Re: Writeback cache all used.

Coly Li <colyli@xxxxxxx> · Fri, 12 May 2023 13:13:06 +0800

On Thu, May 11, 2023 at 04:10:51PM -0700, Eric Wheeler wrote:
> On Tue, 9 May 2023, Adriano Silva wrote:
> > I got the parameters with this script, although I also checked / sys, doing the math everything is right.
> > 
> > https://gist.github.com/damoxc/6267899
> 
> Thanks.  prio_stats gives me what I'm looking for.  More below.
>  
> > Em segunda-feira, 8 de maio de 2023 às 21:42:26 BRT, Eric Wheeler <bcache@xxxxxxxxxxxxxxxxxx> escreveu: 
> > On Thu, 4 May 2023, Coly Li wrote:
> > > > 2023年5月3日 04:34，Eric Wheeler <bcache@xxxxxxxxxxxxxxxxxx> 写道：
> > > > 
> > > > On Thu, 20 Apr 2023, Adriano Silva wrote:
> > > >> I continue to investigate the situation. There is actually a performance 
> > > >> gain when the bcache device is only half filled versus full. There is a 
> > > >> reduction and greater stability in the latency of direct writes and this 
> > > >> improves my scenario.
> > > > 
> > > > Hi Coly, have you been able to look at this?
> > > > 
> > > > This sounds like a great optimization and Adriano is in a place to test 
> > > > this now and report his findings.
> > > > 
> > > > I think you said this should be a simple hack to add early reclaim, so 
> > > > maybe you can throw a quick patch together (even a rough first-pass with 
> > > > hard-coded reclaim values)
> > > > 
> > > > If we can get back to Adriano quickly then he can test while he has an 
> > > > easy-to-reproduce environment.  Indeed, this could benefit all bcache 
> > > > users.
> > > 
> > > My current to-do list on hand is a little bit long. Yes I’d like and 
> > > plan to do it, but the response time cannot be estimated.
> > 
> > I understand.  Maybe I can put something together if you can provide some 
> > pointers since you are _the_ expert on bcache these days.  Here are a few 
> > questions:
> > 
> > Q's for Coly:
> 
> 
> It _looks_ like bcache frees buckets while the `ca->free_inc` list is 
> full, but it could go further.  Consider this hypothetical:
> 

Hi Eric,

Bcache starts to invalidate bucket when ca->free_inc is full, and selects some
buckets to be invalidate by the replacement policy. Then continues to call
bch_invalidate_one_bucket() and pushes the invalidated bucket into ca->free_inc
until this list is full or no more candidate bucket to invalidate.
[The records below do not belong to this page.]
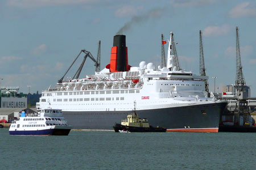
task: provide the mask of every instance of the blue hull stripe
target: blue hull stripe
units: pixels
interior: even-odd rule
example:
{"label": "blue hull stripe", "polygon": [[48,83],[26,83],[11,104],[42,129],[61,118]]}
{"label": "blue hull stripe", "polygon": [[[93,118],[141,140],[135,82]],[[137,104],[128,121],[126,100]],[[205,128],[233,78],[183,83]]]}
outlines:
{"label": "blue hull stripe", "polygon": [[10,135],[50,135],[53,132],[53,129],[45,129],[40,130],[23,130],[9,131]]}

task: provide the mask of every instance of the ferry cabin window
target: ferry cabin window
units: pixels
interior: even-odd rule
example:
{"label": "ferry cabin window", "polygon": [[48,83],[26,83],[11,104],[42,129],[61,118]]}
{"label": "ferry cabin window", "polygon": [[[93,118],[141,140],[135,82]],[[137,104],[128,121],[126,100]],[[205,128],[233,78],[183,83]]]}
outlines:
{"label": "ferry cabin window", "polygon": [[119,90],[113,90],[113,94],[119,94]]}

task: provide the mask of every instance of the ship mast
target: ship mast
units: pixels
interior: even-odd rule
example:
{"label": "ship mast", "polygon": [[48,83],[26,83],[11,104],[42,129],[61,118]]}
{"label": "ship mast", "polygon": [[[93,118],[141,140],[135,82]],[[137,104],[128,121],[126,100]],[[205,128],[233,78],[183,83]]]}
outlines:
{"label": "ship mast", "polygon": [[[205,76],[205,67],[204,66],[204,50],[203,49],[203,42],[202,42],[202,32],[201,30],[199,31],[199,36],[200,36],[200,75]],[[209,92],[209,83],[207,79],[204,80],[205,91]]]}
{"label": "ship mast", "polygon": [[175,43],[174,39],[174,33],[170,32],[170,38],[168,48],[167,68],[170,71],[180,70],[181,68],[176,50]]}
{"label": "ship mast", "polygon": [[166,67],[166,53],[164,52],[164,44],[166,43],[166,41],[164,41],[164,36],[163,34],[162,34],[162,67],[163,68]]}

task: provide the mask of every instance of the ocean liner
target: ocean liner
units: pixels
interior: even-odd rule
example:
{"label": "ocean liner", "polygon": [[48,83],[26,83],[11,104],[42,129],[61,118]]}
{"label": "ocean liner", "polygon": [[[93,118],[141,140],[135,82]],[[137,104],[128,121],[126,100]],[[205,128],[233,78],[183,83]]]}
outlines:
{"label": "ocean liner", "polygon": [[167,131],[218,132],[226,102],[207,97],[207,76],[177,68],[170,35],[167,66],[156,69],[144,61],[130,66],[125,35],[114,36],[110,64],[83,78],[77,74],[65,80],[63,76],[53,88],[42,92],[38,109],[62,109],[74,129],[108,130],[127,117],[135,101],[137,112],[152,126]]}

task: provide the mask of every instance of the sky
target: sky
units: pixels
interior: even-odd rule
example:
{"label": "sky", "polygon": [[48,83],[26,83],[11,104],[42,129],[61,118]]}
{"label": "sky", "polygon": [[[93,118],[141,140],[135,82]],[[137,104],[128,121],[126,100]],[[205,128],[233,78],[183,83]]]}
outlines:
{"label": "sky", "polygon": [[[109,63],[113,36],[126,36],[129,63],[161,65],[161,34],[170,32],[181,69],[199,74],[199,30],[209,90],[236,80],[236,27],[239,28],[242,71],[256,96],[256,1],[222,0],[1,0],[1,86],[39,93],[54,87],[82,49]],[[167,56],[167,46],[166,46]],[[66,75],[72,77],[80,56]],[[80,78],[94,74],[87,59]]]}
> https://elixir.bootlin.com/linux/v6.4-rc1/source/drivers/md/bcache/alloc.c#L179
> 
> 	static void invalidate_buckets_lru(struct cache *ca)
> 	{
> 	...
> +	int available = 0;
> +	mutex_lock(&ca->set->bucket_lock);

the mutex_lock()/unlock may introduce deadlock. Before invadliate_buckets() is
called, after allocator_wait() returns the mutex lock bucket_lock is held again. 

> +	for_each_bucket(b, ca) {
> +		if (!GC_SECTORS_USED(b))
> +			unused++;
> +		if (GC_MARK(b) == GC_MARK_RECLAIMABLE)
> +			available++;
> +		if (GC_MARK(b) == GC_MARK_DIRTY)
> +			dirty++;
> +		if (GC_MARK(b) == GC_MARK_METADATA)
> +			meta++;
> +	}
> +	mutex_unlock(&ca->set->bucket_lock);
> +
> -	while (!fifo_full(&ca->free_inc)) {
> +	while (!fifo_full(&ca->free_inc) || available < TARGET_AVAIL_BUCKETS) {

If ca->free_inc is full, and you still try to invalidate more candidate buckets, the
following selected bucket (by the heap_pop) will be invalidate in
bch_invalidate_one_bucket() and pushed into ca->free_inc. But now ca->free_inc is
full, so next time when invalidate_buckets_lru() is called again, this already
invalidated bucket will be accessed and checked again in for_each_bucket(). This is
just a waste of CPU cycles.

Further more, __bch_invalidate_one_bucket() will include the bucket's gen number and
its pin counter. Doing this without pushing the bucket into ca->free_inc, makes me
feel uncomfortable.

> 		if (!heap_pop(&ca->heap, b, bucket_min_cmp)) {

> 			/*
> 			 * We don't want to be calling invalidate_buckets()
> 			 * multiple times when it can't do anything
> 			 */
> 			ca->invalidate_needs_gc = 1;
> 			wake_up_gc(ca->set);
> 			return;
> 		}
> 
> 		bch_invalidate_one_bucket(ca, b);  <<<< this does the work
> 	}
> 
> (TARGET_AVAIL_BUCKETS is a placeholder, ultimately it would be a sysfs 
> setting, probably a percentage.)
> 
> 
> Coly, would this work?
> 

It should work on some kind of workloads, but will introduce complains for other kind of workloads.

> Can you think of any serious issues with this (besides the fact that for_each_bucket is slow)?
> 

I don't feel this change may help to make bcache invalidate the clean buckets without extra cost.

It is not simple for me to tell a solution without careful thought, this is a tradeoff of gain and
pay...

Thanks.

[snipped]

-- 
Coly Li